However, the upshot of the review is that starting from the boxing ring, the movie chases several ideas, the romance between Ali and Ananya, the daughter-father dynamics and the pugilist’s past which somehow deflects attention from a movie, that is releasing in the Olympics summer, and claiming to be a sports movie.

Add to it some unbearable songs in the middle and a predictable and fairly underwhelming climax that undoes the little good work, throughout its sparring, laborious, exhaustive and self-preaching narrative.

In a nutshell, Toofan is a muddled, inconsistent, self-indulgent and incoherent movie that attempts to tug onto several disjointed plot points but never really commits to one and thus ends up becoming a potpourri of half-baked ideas, thrown into the cauldron for the sake of creating something resembling a meaningful storyline.

The 163-minute long runtime feels like a chore by the end of the first hour, and viewers might have to forcefully take water breaks in between to get through the convoluted plot. Toofan also showed the worst tendencies of Rakeysh Omprakash Mehra as a director where the pacing seemed all over the place, the editing, severely botched up and consistency in the character motivations, nearly negligent.

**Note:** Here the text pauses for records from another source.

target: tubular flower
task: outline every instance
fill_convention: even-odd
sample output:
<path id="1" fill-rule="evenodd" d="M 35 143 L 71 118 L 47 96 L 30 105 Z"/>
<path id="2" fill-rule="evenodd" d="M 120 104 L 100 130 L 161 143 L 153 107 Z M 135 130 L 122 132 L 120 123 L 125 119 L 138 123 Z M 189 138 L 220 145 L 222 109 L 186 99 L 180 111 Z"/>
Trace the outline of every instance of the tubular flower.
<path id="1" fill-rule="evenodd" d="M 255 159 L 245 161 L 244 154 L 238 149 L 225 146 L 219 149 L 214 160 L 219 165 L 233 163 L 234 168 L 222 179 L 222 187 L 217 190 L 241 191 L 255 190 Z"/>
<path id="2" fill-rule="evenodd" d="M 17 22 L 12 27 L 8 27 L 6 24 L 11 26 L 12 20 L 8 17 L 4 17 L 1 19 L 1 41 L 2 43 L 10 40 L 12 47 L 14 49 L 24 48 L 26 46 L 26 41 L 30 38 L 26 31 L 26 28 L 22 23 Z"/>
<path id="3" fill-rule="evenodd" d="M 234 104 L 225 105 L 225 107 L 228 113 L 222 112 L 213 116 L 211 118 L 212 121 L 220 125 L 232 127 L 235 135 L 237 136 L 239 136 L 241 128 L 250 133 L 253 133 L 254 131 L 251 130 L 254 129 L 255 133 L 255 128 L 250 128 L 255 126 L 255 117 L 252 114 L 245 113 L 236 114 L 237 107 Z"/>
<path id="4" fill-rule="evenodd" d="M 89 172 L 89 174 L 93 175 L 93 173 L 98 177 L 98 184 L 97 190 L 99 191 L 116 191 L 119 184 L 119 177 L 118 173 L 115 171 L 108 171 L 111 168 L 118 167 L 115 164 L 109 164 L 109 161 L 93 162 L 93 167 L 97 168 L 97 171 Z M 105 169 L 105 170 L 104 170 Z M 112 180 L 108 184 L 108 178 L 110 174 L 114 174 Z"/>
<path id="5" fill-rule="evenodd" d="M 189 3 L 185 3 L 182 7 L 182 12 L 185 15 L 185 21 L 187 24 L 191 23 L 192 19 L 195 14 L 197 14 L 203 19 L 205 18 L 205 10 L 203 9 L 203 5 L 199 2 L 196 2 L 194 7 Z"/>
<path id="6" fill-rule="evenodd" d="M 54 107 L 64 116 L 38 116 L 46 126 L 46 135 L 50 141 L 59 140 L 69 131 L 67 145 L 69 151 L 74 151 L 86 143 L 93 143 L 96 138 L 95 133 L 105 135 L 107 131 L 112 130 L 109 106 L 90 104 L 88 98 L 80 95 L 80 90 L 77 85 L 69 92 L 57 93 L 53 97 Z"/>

The former BJP MP once again has shown that he is thick as thieves with the Urduwood by fleshing out a character that is so far dis attached from reality. The makers wanted to portray a Hindu that loathes and absolutely abhors Muslims, to provide a commentary towards the current political climate where more often not the two communities are polarized. However, by dialling up the stereotype by a few notches more than usual, the character of Rawal feels empty, caricaturish and simply a mindless prop, used by Farhan Akhtar and co. to fulfil their agenda. In a nutshell, Toofan is simply a weak and boorish attempt to tell a predictable story played out several thousand times before on the big screen, and yet in its final hurdle of execution, the film miserably falls flat.